The definition of gestational diabetes mellitus (GDM) is glucose intolerance recognized and diagnosed during pregnancy. This diagnosis is for women with any form of treatment, such as insulin and diet modifications, and whether the condition continues after pregnancy. GDM affects approximately 7 percent of all pregnancies, which is more than 200,000 cases annually.
Doctors will assess your risk of GDM during your first prenatal visit. Women with a high risk of GDM, which include women who are obese, have a personal history of GDM, or family history of diabetes, should undergo glucose testing. If they find no sign of GDM, retesting will occur between 24 to 28 weeks of gestation.
GDM increases the risk of macrosomia, which is when the fetus grows to be very large. This can make vaginal delivery difficult and increases the risk of birth injury and cesarean delivery. It can also increase the risk of hypoglycemia (low blood sugar) in the newborn. For these reasons, women with GDM are advised to maintain a normal blood sugar during pregnancy.

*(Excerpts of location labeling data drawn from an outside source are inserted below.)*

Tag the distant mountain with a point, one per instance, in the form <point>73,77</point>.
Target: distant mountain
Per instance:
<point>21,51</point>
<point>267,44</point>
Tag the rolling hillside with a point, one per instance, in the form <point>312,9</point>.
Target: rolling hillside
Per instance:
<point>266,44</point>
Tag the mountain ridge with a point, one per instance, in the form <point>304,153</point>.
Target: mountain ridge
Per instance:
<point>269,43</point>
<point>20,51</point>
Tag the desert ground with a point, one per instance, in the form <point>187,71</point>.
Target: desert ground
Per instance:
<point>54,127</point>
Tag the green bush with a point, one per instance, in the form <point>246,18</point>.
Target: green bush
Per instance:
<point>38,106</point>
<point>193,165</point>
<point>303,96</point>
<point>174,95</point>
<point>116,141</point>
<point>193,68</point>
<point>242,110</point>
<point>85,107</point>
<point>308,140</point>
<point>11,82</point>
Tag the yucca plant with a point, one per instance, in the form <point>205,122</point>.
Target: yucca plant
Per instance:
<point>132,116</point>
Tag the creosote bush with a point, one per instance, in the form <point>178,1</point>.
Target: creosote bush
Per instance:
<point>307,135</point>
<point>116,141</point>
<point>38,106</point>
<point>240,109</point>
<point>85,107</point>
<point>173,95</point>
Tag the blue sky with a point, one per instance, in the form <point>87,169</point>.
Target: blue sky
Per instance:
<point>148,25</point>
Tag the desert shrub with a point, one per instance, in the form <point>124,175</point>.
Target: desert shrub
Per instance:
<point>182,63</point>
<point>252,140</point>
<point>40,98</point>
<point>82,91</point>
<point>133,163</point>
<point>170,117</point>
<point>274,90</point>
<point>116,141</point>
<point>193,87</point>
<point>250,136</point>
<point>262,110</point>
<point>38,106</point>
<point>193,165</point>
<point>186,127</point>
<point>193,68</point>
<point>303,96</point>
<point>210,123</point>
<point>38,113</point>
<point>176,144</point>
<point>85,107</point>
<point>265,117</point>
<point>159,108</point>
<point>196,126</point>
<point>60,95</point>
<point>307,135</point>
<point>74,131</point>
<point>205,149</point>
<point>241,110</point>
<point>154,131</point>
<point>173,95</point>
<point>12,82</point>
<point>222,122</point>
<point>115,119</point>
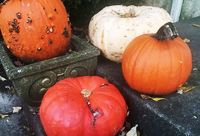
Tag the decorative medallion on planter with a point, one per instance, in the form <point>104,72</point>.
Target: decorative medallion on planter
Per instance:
<point>31,81</point>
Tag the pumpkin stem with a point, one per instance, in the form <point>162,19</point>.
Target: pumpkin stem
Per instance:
<point>166,32</point>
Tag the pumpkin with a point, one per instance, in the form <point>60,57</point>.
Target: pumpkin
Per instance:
<point>158,63</point>
<point>112,29</point>
<point>35,30</point>
<point>83,106</point>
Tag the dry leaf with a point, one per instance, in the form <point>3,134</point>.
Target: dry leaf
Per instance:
<point>4,115</point>
<point>133,131</point>
<point>196,25</point>
<point>182,90</point>
<point>186,40</point>
<point>144,96</point>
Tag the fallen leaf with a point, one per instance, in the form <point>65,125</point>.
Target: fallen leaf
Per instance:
<point>196,25</point>
<point>186,40</point>
<point>182,90</point>
<point>4,115</point>
<point>133,131</point>
<point>144,96</point>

Severe forms of GDM may be associated with an increased risk of intrauterine fetal death, but this is typically only for women with actual diabetes prior to pregnancy. GDM can also be associated with maternal hypertensive disorders, which sometimes requires an early delivery.
Women with GDM have an increased risk of developing type 2 diabetes in their lifetime. Obesity and components that contribute to insulin resistance appear to increase this risk. Therefore, anyone with GDM during pregnancy should have regular testing for diabetes as part of their routine medical care.
Maternal Fetal Medicine blogs are intended for educational purposes only and do not replace certified professional care. Medical conditions vary and change frequently. Please ask your doctor any questions you may have regarding your condition to receive a proper diagnosis or risk analysis. Thank you!